NBA officiating, by its very nature, is set up to make you mad. No surprise it has been a source of controversy throughout these 2012 NBA playoffs.
So many of the calls that are made hinge on the personal judgement of the men and women who wear the grey polyester shirts, and they often have to be made in a split second. That's a scenario that is going to leave fans, coaches, players and the media feeling cheated when they find themselves on what they perceive to be the wrong end of those decisions.
That's why criticism of referees is nothing new either. At any point during the NBA season, you can find someone, somewhere, saying something unflattering about the officials that they had to deal with on that particular night. Sometimes it's a player, sometimes it's a coach, sometimes a general manager or owner even fires a shot or two. The blogosphere is filled with criticism, and thousands of remote controls get thrown against living room walls every season because Bennett Salvatore refuses to give your team a call. Having your team's fortune resting on one individual's interpretation of the block/charge violation at any given moment is quite frankly a recipe for frustration.
Factor all of that in and it's usually why I roll my eyes at those who are constantly complaining about the referees. When words like "screwjob" and "conspiracy" start getting thrown around, you totally lose me. I always believed that referees were doing the best job they could and that the disdain towards them was usually a result of upset fans and players trying to rationalize a loss. It's much easier to blame the referees of course, opposed to admitting that your team was outplayed by a superior opponent. However, game four of the Eastern Conference Finals between the Celtics and Heat left me with a different impression than I had ever had before.
With 30 seconds on the clock in a tie game and the ball in the Boston Celtics possession, Kevin Garnett was whistled for an offensive foul on LeBron James underneath the hoop. In watching the replay it was revealed that James essentially grabbed Garnett and dragged him to the ground on top of him as the two engaged each other in the post. That's what the replay showed, but the call on the court of an offensive foul stood. With 21 seconds left in the contest, the Heat were given a chance to win the game in regulation.

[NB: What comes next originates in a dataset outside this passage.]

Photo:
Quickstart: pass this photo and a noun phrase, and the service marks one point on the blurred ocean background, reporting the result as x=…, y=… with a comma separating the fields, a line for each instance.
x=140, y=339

Fast forward a few moments later to overtime and LeBron James is whistled for an offensive foul on Mickael Pietrus as he enters the paint. His sixth foul of the game, James is relegated to the pine for the rest of the night. On the replay of this foul, it's revealed that Pietrus executed a similar grab-and-drag take down maneuver that James had done on KG to draw the call earlier in the contest. LeBron was obviously shocked, although I'm not sure whether it was over his expulsion from the game or Pietrus's flawless technique.

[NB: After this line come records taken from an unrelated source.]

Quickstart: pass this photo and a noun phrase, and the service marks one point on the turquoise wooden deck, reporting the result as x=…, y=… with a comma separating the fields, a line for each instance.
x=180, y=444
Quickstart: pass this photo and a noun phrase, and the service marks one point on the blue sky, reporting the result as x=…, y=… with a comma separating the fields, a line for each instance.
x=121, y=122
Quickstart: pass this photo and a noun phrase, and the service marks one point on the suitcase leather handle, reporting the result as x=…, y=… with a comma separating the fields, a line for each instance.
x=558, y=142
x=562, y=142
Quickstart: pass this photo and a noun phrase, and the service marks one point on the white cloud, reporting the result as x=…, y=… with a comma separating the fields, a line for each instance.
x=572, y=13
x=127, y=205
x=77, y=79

Sunday night's game was the first time where I watched and honestly thought that the integrity of the game was being compromised by the referees. It was disappointing that both of those plays were rewarded with fouls. What was really troubling was the magnitude of the situation when they were made. Boston's life in this series and realistically, the fate of the big three, hung in the balance when they gave the Heat the chance to win it in the final seconds of the fourth quarter. LeBron's dismissal cut the legs out from under the Miami's chances in OT. Both were a result of moves that looked more suited for a Globetrotters game than an NBA court.
Ray Allen appeared to land out of bounds with the ball still in his possession before flipping it to Keyon Dooling for a three pointer. And who can forget Paul Pierce's night; he was cross-body blocked on a drive to the hoop by Wade in the first half that drew no whistle. Later on, Pierce slid in front of LeBron late in the game and drew a charge even though his heels were in the restricted area, and he too was fouled out of the game on a speculative offensive foul call.
In a series where there has already been a lot written on quick technicals and foul discrepancies, the refereeing in game four transcended bad and moved more towards the realm of abhorrent. Neither team could accuse the other side of getting some type of advantage. It was just harmful for everyone involved, including fans, who got to watch one of the most pressure filled moments we will get to enjoy during these playoffs with the league's reigning MVP and the Celtics best crunch time player fouled out on the bench.
The NBA already operates in an environment where their officials hold a great deal of influence over the game. I would never accuse a referee not named Tim Donaghy of deliberately trying to manipulate these variables (pace of play, which players are on the court, physicality, etc.), but the point is that having a crew of officials that are on top of the ball is very important to the overall quality of the game.
After watching flop artists successfully draw fouls all season long and much of the narrative of this series revolving around officiating, the NBA needs to address the refereeing issue this summer. Maybe it comes in the form of re-training and stiffer quality control. Maybe some tweaks to the rule book will help to deter all of the embellishing and make the referees' job a little easier. Maybe a new batch of officials will help to break up some of the long-standing and sometimes nasty relationships that exist between certain players, coaches and officials.
Whatever options David Stern and the NBA chooses, I hope it works. I have no interest in watching referees try to officiate within the game where they're trying to even out their last blown decision rather than calling the game in front of them. I'm growing tired of watching marquee players being held to a different set of standards than everyone else.
I'm interested in watching basketball. I want to see the best athletes in the world being the ones tipping the scales in the closing moments, especially in the playoffs.